Controlling free electrons in quantum circuits

A quantum point contact is a narrow one-dimensional constriction in a two-dimensional conducting sheet. It is realized using the electric field effect by applying a voltage to control gates. The electrostatic potential forms a tunable barrier at the point contact, while the electrons are laterally confined giving rise to the famous quantization of the conductance in one dimension. A sample containing two point contacts (each defined by two gates) and a lens gate in between is shown in Fig. 1(a).

Electrons emitted from such a narrow aperture move within an expanding funnel, as a result of a numerical calculation in Fig. 1(b) demonstrates. The current density distribution thereby depends on the conductance of the point contact and its detailed geometry. Evidently, to enhance the exchange between two distant nanostructures, it would help to refocus the emitted electrons.

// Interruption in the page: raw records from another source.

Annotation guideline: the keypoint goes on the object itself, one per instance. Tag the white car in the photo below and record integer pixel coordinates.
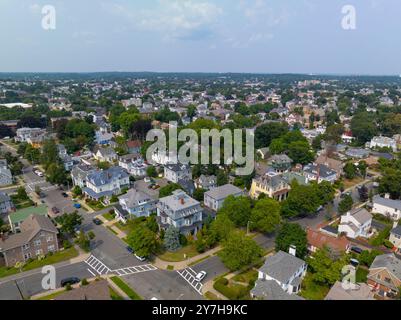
(200, 276)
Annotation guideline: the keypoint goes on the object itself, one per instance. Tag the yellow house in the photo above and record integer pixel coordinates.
(274, 187)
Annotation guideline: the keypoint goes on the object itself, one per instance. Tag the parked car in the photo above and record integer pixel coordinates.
(97, 221)
(200, 276)
(70, 281)
(356, 250)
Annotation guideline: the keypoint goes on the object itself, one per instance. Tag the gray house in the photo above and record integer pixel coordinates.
(180, 211)
(280, 277)
(214, 198)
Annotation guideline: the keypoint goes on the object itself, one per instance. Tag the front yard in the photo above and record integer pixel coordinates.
(313, 291)
(49, 260)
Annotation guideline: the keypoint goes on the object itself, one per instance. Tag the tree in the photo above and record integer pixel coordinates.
(345, 204)
(221, 228)
(221, 178)
(302, 201)
(172, 239)
(238, 209)
(239, 251)
(265, 133)
(265, 216)
(143, 241)
(292, 234)
(324, 269)
(350, 170)
(168, 190)
(151, 172)
(299, 152)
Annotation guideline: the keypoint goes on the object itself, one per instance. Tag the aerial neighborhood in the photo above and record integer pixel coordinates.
(322, 204)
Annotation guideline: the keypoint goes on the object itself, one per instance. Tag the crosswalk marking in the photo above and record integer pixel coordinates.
(98, 266)
(189, 275)
(136, 269)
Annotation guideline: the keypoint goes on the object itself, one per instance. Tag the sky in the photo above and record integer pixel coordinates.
(257, 36)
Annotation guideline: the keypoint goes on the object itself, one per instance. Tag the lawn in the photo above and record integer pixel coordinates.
(126, 288)
(313, 291)
(353, 182)
(114, 295)
(179, 255)
(246, 276)
(49, 260)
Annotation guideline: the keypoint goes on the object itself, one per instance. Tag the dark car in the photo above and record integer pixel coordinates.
(70, 281)
(97, 221)
(356, 250)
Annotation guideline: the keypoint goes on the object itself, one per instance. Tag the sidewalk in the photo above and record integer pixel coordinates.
(82, 257)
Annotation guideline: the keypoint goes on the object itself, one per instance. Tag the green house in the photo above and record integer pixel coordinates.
(15, 219)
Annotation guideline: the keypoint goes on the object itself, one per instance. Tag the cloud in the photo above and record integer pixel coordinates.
(174, 19)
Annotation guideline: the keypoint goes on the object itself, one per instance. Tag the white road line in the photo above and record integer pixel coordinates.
(91, 272)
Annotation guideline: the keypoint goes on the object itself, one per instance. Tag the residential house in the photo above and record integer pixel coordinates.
(215, 198)
(177, 172)
(356, 223)
(80, 173)
(280, 277)
(359, 291)
(38, 237)
(17, 218)
(387, 207)
(281, 163)
(385, 275)
(106, 155)
(273, 186)
(134, 146)
(383, 142)
(206, 182)
(333, 164)
(6, 205)
(134, 164)
(395, 237)
(181, 211)
(106, 183)
(319, 173)
(135, 204)
(318, 240)
(263, 153)
(25, 134)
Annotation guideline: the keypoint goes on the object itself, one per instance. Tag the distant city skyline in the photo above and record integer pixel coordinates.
(206, 36)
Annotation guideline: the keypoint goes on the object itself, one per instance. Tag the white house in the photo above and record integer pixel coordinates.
(383, 142)
(387, 207)
(177, 172)
(280, 277)
(356, 223)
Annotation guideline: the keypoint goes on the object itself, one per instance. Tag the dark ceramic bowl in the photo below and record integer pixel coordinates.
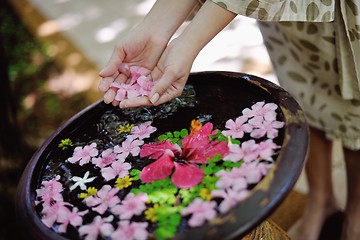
(223, 94)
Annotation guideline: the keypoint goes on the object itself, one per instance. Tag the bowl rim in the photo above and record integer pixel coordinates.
(266, 196)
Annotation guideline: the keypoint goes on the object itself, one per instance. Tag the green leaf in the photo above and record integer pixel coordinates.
(184, 132)
(177, 134)
(162, 137)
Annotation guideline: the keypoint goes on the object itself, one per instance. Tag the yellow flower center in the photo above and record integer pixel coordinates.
(150, 213)
(205, 194)
(123, 182)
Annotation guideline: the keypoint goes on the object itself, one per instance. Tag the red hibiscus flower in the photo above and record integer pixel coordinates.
(183, 163)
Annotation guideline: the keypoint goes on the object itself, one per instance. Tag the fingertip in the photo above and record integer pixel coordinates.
(155, 97)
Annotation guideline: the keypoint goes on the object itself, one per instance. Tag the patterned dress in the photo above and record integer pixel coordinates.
(314, 46)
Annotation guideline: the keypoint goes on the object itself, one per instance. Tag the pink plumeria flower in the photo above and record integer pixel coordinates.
(130, 206)
(249, 150)
(235, 152)
(99, 226)
(105, 198)
(49, 213)
(119, 168)
(234, 179)
(125, 90)
(129, 146)
(84, 154)
(254, 172)
(237, 128)
(50, 191)
(66, 216)
(196, 148)
(200, 210)
(131, 231)
(107, 157)
(267, 149)
(230, 198)
(268, 128)
(145, 85)
(262, 111)
(143, 130)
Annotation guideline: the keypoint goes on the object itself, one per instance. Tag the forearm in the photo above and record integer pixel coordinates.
(166, 16)
(207, 23)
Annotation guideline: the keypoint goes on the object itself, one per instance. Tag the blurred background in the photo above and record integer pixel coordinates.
(51, 52)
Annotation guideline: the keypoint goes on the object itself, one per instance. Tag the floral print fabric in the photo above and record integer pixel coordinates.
(314, 46)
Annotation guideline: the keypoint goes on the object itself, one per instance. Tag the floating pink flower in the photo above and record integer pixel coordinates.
(262, 111)
(66, 216)
(249, 151)
(145, 85)
(268, 128)
(49, 213)
(119, 168)
(143, 130)
(266, 149)
(196, 148)
(230, 198)
(237, 128)
(129, 146)
(84, 154)
(50, 191)
(99, 226)
(130, 206)
(105, 198)
(131, 231)
(107, 157)
(200, 210)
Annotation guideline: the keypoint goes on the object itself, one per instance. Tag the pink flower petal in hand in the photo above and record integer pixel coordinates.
(143, 130)
(237, 128)
(133, 230)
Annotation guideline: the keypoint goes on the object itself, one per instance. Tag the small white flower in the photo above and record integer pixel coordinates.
(81, 181)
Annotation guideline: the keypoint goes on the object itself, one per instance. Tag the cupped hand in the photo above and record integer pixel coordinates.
(138, 48)
(169, 76)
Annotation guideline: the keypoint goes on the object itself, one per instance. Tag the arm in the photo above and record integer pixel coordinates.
(144, 45)
(175, 64)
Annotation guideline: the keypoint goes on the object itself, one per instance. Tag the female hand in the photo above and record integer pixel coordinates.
(145, 44)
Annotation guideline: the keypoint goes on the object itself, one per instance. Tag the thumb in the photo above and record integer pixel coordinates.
(115, 64)
(161, 86)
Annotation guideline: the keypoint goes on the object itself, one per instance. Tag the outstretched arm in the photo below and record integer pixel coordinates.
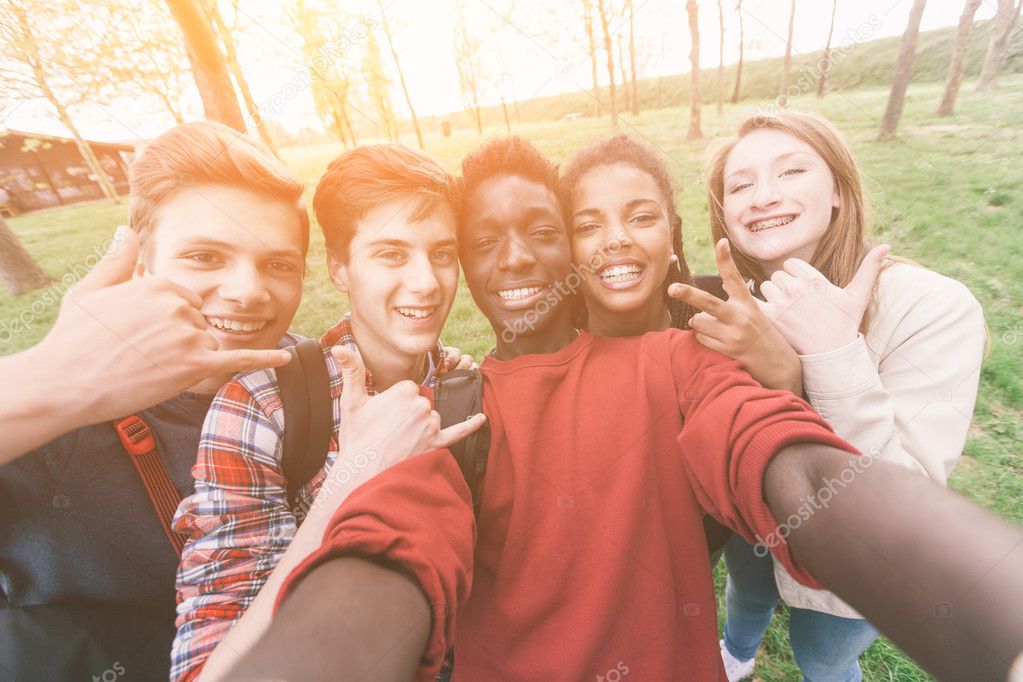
(349, 620)
(938, 575)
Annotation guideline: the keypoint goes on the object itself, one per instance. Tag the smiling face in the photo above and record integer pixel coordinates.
(621, 240)
(779, 197)
(400, 276)
(240, 252)
(516, 256)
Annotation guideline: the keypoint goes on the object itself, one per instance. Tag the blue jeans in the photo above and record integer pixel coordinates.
(826, 647)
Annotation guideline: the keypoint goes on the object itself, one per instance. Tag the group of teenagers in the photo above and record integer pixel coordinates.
(630, 415)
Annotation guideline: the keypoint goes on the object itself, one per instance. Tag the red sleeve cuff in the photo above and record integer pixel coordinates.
(416, 515)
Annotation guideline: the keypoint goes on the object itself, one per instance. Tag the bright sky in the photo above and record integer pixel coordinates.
(527, 51)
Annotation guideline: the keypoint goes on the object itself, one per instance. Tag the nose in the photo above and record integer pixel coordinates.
(515, 256)
(246, 286)
(765, 194)
(617, 239)
(420, 277)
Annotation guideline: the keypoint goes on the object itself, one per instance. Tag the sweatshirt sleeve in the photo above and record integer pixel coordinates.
(416, 515)
(914, 406)
(732, 426)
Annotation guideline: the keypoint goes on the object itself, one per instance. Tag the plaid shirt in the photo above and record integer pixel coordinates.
(238, 521)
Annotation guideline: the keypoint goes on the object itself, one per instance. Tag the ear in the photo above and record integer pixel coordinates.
(339, 272)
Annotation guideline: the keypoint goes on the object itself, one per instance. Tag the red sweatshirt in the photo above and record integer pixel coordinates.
(590, 560)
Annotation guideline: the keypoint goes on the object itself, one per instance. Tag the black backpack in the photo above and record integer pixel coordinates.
(305, 391)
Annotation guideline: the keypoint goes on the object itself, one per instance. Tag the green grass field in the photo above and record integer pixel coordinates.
(947, 193)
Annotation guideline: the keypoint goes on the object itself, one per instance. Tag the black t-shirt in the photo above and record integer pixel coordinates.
(86, 571)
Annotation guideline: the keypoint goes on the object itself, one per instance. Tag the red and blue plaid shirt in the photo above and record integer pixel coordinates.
(238, 521)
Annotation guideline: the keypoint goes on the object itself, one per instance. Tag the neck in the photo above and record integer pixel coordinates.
(556, 334)
(653, 317)
(389, 368)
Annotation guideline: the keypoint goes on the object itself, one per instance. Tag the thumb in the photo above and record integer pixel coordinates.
(117, 265)
(862, 282)
(353, 374)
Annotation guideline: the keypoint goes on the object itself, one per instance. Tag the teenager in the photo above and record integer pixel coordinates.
(891, 361)
(87, 571)
(585, 561)
(387, 216)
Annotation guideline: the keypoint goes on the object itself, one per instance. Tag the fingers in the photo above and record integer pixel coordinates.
(353, 372)
(117, 265)
(246, 360)
(454, 433)
(731, 280)
(862, 282)
(701, 300)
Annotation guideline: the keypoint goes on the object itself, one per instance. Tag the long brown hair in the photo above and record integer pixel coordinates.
(845, 243)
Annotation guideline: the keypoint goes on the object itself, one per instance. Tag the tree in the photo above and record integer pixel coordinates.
(997, 46)
(826, 58)
(208, 63)
(605, 27)
(38, 64)
(587, 8)
(466, 60)
(739, 66)
(783, 88)
(18, 272)
(231, 56)
(903, 70)
(720, 58)
(632, 56)
(322, 54)
(401, 74)
(958, 63)
(379, 87)
(695, 132)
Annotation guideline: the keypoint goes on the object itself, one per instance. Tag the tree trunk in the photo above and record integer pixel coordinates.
(1002, 28)
(783, 88)
(632, 58)
(587, 6)
(609, 48)
(239, 78)
(401, 77)
(18, 272)
(826, 59)
(208, 64)
(958, 63)
(903, 71)
(695, 132)
(720, 58)
(739, 66)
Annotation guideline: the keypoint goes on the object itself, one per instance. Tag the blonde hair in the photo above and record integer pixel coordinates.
(207, 152)
(844, 244)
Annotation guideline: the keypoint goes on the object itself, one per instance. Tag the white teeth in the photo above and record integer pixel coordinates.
(235, 325)
(516, 294)
(767, 224)
(417, 313)
(620, 273)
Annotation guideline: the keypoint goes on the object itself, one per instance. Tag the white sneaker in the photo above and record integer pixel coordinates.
(736, 670)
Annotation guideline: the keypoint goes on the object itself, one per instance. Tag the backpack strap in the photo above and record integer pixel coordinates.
(139, 443)
(458, 395)
(305, 391)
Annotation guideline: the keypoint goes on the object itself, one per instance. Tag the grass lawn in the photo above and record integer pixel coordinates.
(947, 193)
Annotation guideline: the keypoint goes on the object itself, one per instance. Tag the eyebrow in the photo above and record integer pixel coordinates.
(628, 207)
(787, 154)
(217, 243)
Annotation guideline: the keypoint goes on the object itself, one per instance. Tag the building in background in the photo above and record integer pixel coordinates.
(41, 171)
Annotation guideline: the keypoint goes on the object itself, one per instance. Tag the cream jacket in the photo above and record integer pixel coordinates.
(905, 393)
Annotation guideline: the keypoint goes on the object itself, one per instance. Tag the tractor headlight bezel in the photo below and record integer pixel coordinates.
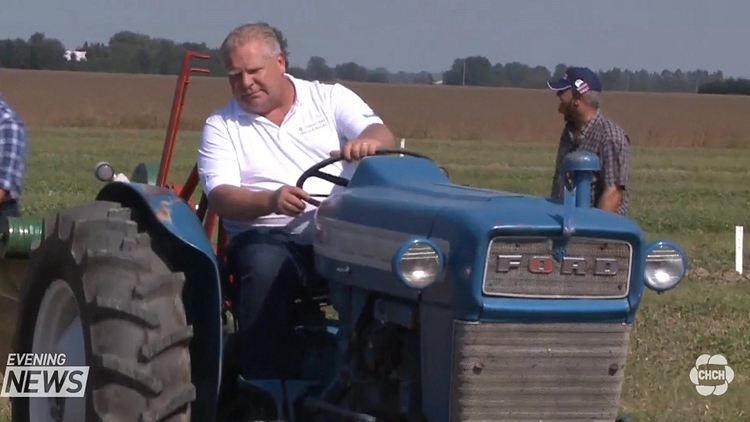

First, we studied the geometry of individual point contacts. It turns out that their effective local potential is increasingly influenced by the Coulomb interaction of free electrons inside the constriction as the conductance of the point contact is enhanced and it is populated by free electrons. The latter rearrange themselves and thereby partly screen the local electric field. Combining non-linear transport spectroscopy and numerical calculations, we show that this screening gives rise to a transition from an approximately parabolic lateral confinement of the almost pinched off point contact toward a square potential when the point contact is opened beyond a few quantized channels and populated by many free electrons ^[1].

Next, we measured the ballistic current through two point contacts in series [cf. Fig. 1(a)] as a function of the conductance of the point contacts and external parameters such as the magnetic field. We analyzed our results by comparison with the numerically calculated prediction of the Schrödinger equation for a free carrier. In particular, magnetic focusing experiments allowed us to explore the current emission profile of the point contacts. As the emission profile of a point contact depends characteristically on its geometry and conductance, these experiments can serve as an alternative path to determine and fine tune the electrostatic potential of a point contact ^[2].

Finally, we added an electrostatic lens between the two point contacts with the purpose to enhance the coherent coupling between the two by refocusing of electrons emitted by one point contact. The electrostatic lens roughly resembles an optical lens, while instead of varying the speed of light we vary the Fermi velocity of the electrons by applying a voltage to the lens-shaped gate shown in Fig. 1(a). The focusing effect is visualized in Fig. 1(c), presenting the measured transmission through two point contacts in series as a function of the magnetic field B and the voltage V_L applied to the lens gate. The transmission is thereby defined as the ratio of the currents flowing through both point contacts versus the emitter only. The experimental result qualitatively resembles the numerically calculated transmission shown in Fig. 1(d). At V_L = 0, the current is distributed over a wide range of B values corresponding to a wide aperture angle of the emitted electrons. As V_L is decreased, the current maxima move to lower magnetic fields and cumulate at V_L ≅ 0.64 in a single enhanced maximum at B = 0. These data prove focusing, which corresponds to an enhanced electron exchange between the two distant nanostructures ^[2].